Concernant les suppléments, et pour revenir aux Panama Hammer Jammers, le premier bonus de cette édition est le CD de cette bande originale, ce qui a une conséquence inévitable sur le prix du coffret, proposé à un tarif initial de 29 €. Et si, vous l'avez compris, notre sévérité réelle sur l'aspect technique de cette édition se teinte d'une indulgence de circonstances, nous peinerons à enrober les choses sur ce point : à nos yeux - et si l'important était à ce point le film - peut-être fallait-il envisager deux éditions : ce coffret, conséquent, fourni en bonus, pour collectionneurs, mais également une édition standard, basique, avec un tarif beaucoup moins décourageant (quitte à ne pas en proposer d'accompagnement musical sur cette version). Ici, on a en quelque sorte l'impression que le film et la bande originale sont mis au même degré d'importance, ce qui - avec tout le respect que nous devons à la partition des Panama Hammer Jammers - n'est évidemment pas le cas.

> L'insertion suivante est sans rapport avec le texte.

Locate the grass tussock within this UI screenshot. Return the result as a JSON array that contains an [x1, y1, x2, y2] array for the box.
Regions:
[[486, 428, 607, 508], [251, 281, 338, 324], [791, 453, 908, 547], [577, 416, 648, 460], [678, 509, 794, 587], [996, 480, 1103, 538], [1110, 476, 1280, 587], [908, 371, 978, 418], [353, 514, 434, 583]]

Sur les deux DVD du coffret (par ailleurs un assez bel objet, sobre, sur lequel le nom de Bach Films est particulièrement discret), figurent d'autres compléments d'intérêts variables :

- sur le disque 1 (celui du film), la journaliste-documentariste-romancière Agnès Michaux se livre à une présentation assez complète (et assez détendue) du film, notamment dans la mise en contexte de sa production, de son tournage et de son importance historique.

- sur le disque 2, consacré aux suppléments, on retrouve :

26 minutes 30 d'un diaporama (images + texte) évoquant les séquences perdues du film.

un petit module de 4 minutes évoquant La Vallée de la mort, et un diaporama "backstage" de 3 min 30.

un documentaire de 51 min 10', produit par Bach Films et Esperanza en 2008, consacré à la personnalité et à la carrière d'Erich von Stroheim.

 

un documentaire de 26 min (réalisé en 2000, d'où le générique un peu daté...), réalisé par L. Preyale dans le cadre d'une série "couples et duos de légendes", évoquant la relation entre Erich von Stroheim et Carl Laemmle, émigré allemand fondateur d'Universal Studios.

Evoquons enfin les 5 lobby cards collector figurant à l'intérieur du coffret.